Pascal-Gymnasium

Auch dieses Jahr folgten zahlreiche Senioren der Einladung der Industrievereinigung Grevenbroich, des Lions- und des Rotary Clubs am Sonntag, dem 19. Juni zur Aufführung des Musicals „Ein Sommernachtstraum“ nach William Shakespeare, gesungen, getanzt und gespielt vom VIP Kurs der 12. Jahrgangsstufe. Die Musik und die Liedtexte stammen aus der Feder von Stefan Krüger, Regie führte Volker Rathenow, beides Lehrer am Pascal Gymnasium. Für Choreographie, Kostüme und Maske zeichnet Nathalie Aschendorf, eine ehemalige Pascalschülerin verantwortlich. Nach der Begrüßung durch den Schulleiter Herrn Schauf, luden Herr Uhlig für die Industrievereinigung, sowie die Präsidenten Huppertz( Lions) und Cegla (Rotary) die Senioren in der Pause zu Kaffee und Kuchen ein.
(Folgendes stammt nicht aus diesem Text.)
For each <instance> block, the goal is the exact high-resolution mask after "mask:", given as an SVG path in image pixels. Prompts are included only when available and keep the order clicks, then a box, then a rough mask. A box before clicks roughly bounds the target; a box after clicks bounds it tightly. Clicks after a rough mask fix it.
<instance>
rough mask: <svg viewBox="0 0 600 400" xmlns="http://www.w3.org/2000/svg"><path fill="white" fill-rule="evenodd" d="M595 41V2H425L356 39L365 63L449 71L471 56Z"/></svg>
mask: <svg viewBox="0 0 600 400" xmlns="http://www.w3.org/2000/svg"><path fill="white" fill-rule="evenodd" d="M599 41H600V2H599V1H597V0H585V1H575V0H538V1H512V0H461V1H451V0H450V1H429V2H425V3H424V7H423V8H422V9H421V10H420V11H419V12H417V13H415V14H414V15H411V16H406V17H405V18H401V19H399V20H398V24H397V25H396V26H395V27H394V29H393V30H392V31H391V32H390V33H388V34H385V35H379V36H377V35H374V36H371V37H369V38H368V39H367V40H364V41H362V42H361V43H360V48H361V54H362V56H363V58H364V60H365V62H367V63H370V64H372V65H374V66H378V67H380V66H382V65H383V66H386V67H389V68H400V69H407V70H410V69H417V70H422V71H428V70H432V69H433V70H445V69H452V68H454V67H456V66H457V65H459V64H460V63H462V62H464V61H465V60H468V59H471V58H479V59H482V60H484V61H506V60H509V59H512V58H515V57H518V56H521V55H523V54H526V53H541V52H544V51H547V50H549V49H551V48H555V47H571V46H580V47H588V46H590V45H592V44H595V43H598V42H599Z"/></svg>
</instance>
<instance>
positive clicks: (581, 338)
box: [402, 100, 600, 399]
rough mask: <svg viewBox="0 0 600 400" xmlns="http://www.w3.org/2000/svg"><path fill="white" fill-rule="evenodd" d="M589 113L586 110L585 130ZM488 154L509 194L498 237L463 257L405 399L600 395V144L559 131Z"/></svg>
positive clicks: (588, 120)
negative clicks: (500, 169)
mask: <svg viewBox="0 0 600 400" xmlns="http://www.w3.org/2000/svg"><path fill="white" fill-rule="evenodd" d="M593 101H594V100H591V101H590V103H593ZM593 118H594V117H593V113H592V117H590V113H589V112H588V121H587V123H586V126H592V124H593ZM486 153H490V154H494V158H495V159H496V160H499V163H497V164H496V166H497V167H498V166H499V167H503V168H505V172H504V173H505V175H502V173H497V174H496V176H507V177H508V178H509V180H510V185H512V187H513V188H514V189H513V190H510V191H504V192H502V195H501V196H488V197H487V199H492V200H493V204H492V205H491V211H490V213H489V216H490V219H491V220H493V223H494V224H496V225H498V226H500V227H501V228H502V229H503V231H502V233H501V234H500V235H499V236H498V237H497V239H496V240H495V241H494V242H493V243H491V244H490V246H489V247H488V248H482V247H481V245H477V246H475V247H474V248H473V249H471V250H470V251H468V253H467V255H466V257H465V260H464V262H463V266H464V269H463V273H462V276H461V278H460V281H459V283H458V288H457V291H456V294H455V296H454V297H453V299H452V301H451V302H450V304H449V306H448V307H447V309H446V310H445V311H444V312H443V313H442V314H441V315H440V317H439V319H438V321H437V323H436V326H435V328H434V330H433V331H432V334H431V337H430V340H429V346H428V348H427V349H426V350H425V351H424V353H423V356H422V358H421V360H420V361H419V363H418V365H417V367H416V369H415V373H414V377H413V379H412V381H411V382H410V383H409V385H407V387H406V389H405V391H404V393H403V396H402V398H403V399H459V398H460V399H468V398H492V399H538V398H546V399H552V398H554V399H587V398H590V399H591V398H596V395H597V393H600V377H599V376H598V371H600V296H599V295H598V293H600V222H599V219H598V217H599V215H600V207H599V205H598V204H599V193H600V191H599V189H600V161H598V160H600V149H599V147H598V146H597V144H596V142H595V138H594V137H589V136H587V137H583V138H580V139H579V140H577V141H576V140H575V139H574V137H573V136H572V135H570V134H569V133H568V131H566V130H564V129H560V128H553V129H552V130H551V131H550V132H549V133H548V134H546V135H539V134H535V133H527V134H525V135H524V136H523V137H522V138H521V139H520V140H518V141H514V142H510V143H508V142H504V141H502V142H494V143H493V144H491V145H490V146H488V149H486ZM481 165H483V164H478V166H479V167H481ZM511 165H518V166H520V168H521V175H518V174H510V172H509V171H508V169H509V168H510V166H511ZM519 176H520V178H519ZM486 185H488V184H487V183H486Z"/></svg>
Dann ging es los: Den Anwesenden wurde dabei so mancher Augen- und Ohrenschmaus geboten. Die Inszenierung blieb klassisch und detailgetreu, Text und Musik wurden neu bearbeitet und eigens auf die Solisten zugeschnitten. So entwickelte sich ein vergnügliches Verwirrspiel um Liebe, Lüge und Leidenschaft, indem die 35 jungen Darsteller durch ihren beherzten Einsatz überzeugten. Insbesondere der Lakai Puck, hier in dreifacher Ausführung, machte eine sehr gute Figur und sorgte durch den Saft einer magischen Blume für ausreichend Chaos. Die zahlreichen Tanzeinlagen waren phantasievoll und farbenprächtig in Szene gesetzt und bezaubernd anzusehen. Viele der Lieder werden durch die eingängigen Melodien im Ohr bleiben, wie z.B. „Wahre Liebe“, „Die Welt ist auf den Kopf gestellt“ oder „Elixir
d’amour“.
Nach 2 Stunden war Pause, allerdings nicht für die anwesenden Rotarier und Lions, denn es hieß Kaffee auszuschenken und Kuchen zu verteilen. Dies wurde durch die Damen und Herren in gewohnt souveräner Manier gemeistert.
Ein weiterer Höhepunkt erwartete die Zuschauer nach der Pause: der Streit der Freundinnen Helena und Hermia um ihre Liebsten. Sie wurden nicht nur handgreiflich, sondern bezichtigten sich sogar als Missgeburten! Wie bei Shakespeare endete auch auf der Pascal Bühne alles in Wohlgefallen:
Lysander und Hermia und Demetrius und Helena finden zueinander, Oberon und Titania, der König und die Königin der Elfen versöhnen sich.
Schein und Sein, Traum und Wirklichkeit, was ist Trug, was ist Wahrheit, der Nebel lichtet sich, der Zauber bleibt…
„Das ist total verrückt“, so endete gegen 18.30 Uhr der Sommernachtstraum,
eine Aufführung, die nicht nur den Gästen, sondern auch den Akteuren sichtlich Spaß bereitet hat und der man nur Anerkennung zollen kann!
P.S. Erwähnt werden muss noch Mechthild Mohren , die nicht nur in der Küche, sondern wie gewohnt auch im Orchester großen Einsatz zeigte.